Most of the time I am fishing high mountain lakes, or smaller reservoirs where you could kick or row back from just about any spot. I also find the spots where the wind typcially is blowing towards shore when it starts. This type of fishing is my favorite place to be, I even prefer it to river fishing.

My Outcast is white water rated, but I have only fished it in a river once. It was the Green river, which has rather anemic rapids most of the time, but as luck would have it I fished it at an historic high, around 5500 cubic feet per second (this year it averaged 800 cf/sec, which was very low.) Anyway the rapids looked like something out of "A River Wild" and I admit I was a little scared when approaching each one, primarily from my complete lack of experience. The worst rapid in the river is called "Mother in Law" and it has a rock called "Dead Man's Rock" or "Death Rock" or something like that that was barely underwater with the high flow, creating massive standing waves down river. The tongue of the rapid flows right into the rock then split to both sides. To navigate it you have to stay in tongue hurtling straight at it, then quickly row to the left tongue.

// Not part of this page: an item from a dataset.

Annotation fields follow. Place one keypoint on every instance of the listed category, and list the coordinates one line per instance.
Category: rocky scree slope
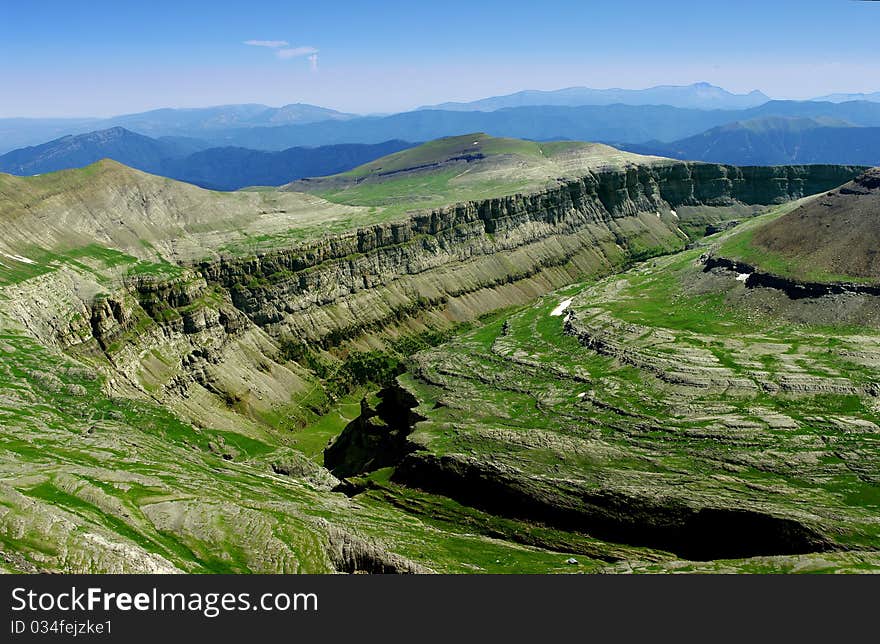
(176, 407)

Well, as you have probably guessed by now, I couldn't get it to move left, and instead when right over the top of the rock, followed by the man sized standing waves. I thought I was a dead man, but that pontoon craft just bobbed over them like a cork and I ended only getting a little wet from the splashing white water.

Well, this is turning into a book, but if you have read this far i have one more tip: get a great pair of fins, you will use them more than anything else. I think Force Fins are the very best . They are pricey (about $120 dollars) but worth every penny. They are designed like a frogs foot, you get maximum turbulence when kicking up, and almost zero resistance bringing the foot back. And you can actually walk in them. Don't buy the adjustable pair, get the ones that are designed to fit your boot size. (They also come off and on easier than any fins I have used.)

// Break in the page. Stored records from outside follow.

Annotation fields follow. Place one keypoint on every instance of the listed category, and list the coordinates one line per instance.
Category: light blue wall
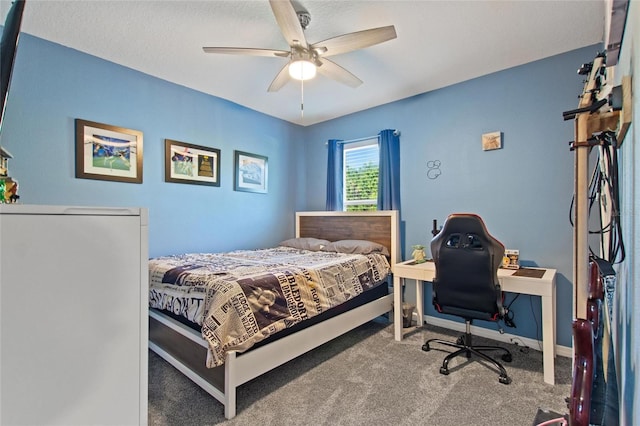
(53, 85)
(626, 321)
(523, 191)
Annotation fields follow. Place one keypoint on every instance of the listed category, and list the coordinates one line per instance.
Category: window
(360, 179)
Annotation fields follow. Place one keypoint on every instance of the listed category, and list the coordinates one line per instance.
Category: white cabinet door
(73, 342)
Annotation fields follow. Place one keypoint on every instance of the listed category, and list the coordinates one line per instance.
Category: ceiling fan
(304, 58)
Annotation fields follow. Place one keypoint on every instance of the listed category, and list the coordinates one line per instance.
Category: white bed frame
(222, 382)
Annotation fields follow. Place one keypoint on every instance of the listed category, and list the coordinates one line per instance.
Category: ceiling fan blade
(336, 72)
(247, 51)
(281, 79)
(354, 41)
(288, 22)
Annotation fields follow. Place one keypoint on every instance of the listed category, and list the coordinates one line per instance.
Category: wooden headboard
(382, 227)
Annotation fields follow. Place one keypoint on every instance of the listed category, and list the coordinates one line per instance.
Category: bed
(185, 347)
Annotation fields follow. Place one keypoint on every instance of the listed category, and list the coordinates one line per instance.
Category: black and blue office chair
(466, 284)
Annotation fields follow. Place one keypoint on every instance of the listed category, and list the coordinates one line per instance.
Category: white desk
(544, 287)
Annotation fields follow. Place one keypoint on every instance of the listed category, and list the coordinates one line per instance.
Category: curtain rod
(395, 133)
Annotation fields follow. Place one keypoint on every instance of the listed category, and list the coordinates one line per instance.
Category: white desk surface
(545, 287)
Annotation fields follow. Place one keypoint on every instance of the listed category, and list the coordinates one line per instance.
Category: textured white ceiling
(439, 43)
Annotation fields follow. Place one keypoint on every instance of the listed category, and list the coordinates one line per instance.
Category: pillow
(313, 244)
(356, 247)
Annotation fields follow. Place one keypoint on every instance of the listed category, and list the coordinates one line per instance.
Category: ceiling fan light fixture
(302, 70)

Have fun pontooning, you won't regret getting it!

Tom Davenport


On Jan 29, 2004, at 12:57 PM, John Underwood wrote:


What should I look for in a pontoon for that will be used mostly for river fishing? You know length, do I need a motor mount or anchor etc. Now I may put in on still water once in a while but I will never put into swift water. I want to use it to fish not as a thrill ride or death wish.